Privatization and "choice" also take prominent position in the platform, as Ed Week notes

•Doesn't see more money as the solution for improving education. That tracks with the budget proposed by the presumptive veep nominee, U.S. Rep. Paul Ryan, of Wisconsin, which calls for big cuts in domestic discretionary spending, the category that includes education.

•Pushes what does works in the GOP view instead of more funding: accountability on the part of administrators, parents and teachers; higher academic standards; programs that support the development of character and financial literacy; and periodic testing in math, science, reading, history, and geography.

•Calls for rigorous academic standards, but doesn't actually mention the words "Common Core State Standards Initiative." Instead, it "affirms higher expectations for all students and rejects the crippling bigotry of low expectations."

The biggest news from day 1 of the RNC Convention had little to do with education at all. According to widespread media reports, an attendee at the Republican National Convention threw nuts at a black camerawoman working for CNN and said “This is how we feed animals”.

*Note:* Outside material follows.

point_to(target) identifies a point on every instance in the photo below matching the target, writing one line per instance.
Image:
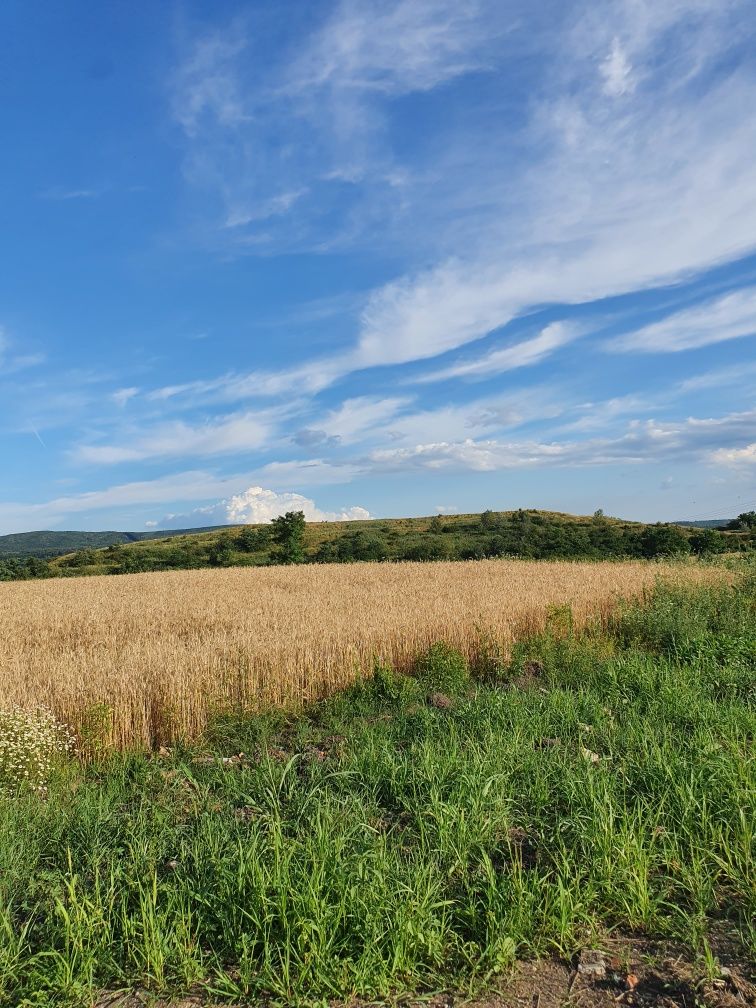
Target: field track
(150, 656)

This shocking and ugly event followed on from an earlier event that was similarly ugly

Zoraida Fonalledas, the chairwoman of the Committee on Permanent Organization—took her turn at the main-stage lectern. As she began speaking in her accented English, some in the crowd started shouting “U.S.A.! U.S.A.!”
[...]
RNC chairman Reince Priebus quickly stepped up and asked for order and respect for the speaker, suggesting that, yeah, what we had just seen might well have been an ugly outburst of nativism

The video of the event is here.

Later in the evening Ann Romney spoke, and so did Governor Christie - both appearing to speak at cross purposes.

Ann Romney at the Republican National Convention tonight:

Tonight I want to talk to you about love. I want to talk to you about the deep and abiding love I have for a man I met at a dance many years ago. And the profound love I have, and I know we share, for this country. I want to talk to you about that love so deep only a mother can fathom it — the love we have for our children and our children's children.

Chris Christie, 20 minutes later:

But I have learned over time that it applies just as much to leadership. In fact, I think that advice applies to America today more than ever. I believe we have become paralyzed by our desire to be loved.

While Ohio Governor John Kasich didn't speak of love, he did espousethe economic recovery in Ohio. He failed to mention however, the repeal of SB5 and his own budget that has caused a school funding crisis and local tax hikes.

So that was an eventful day 1. Probably a day the GOP would like to have back.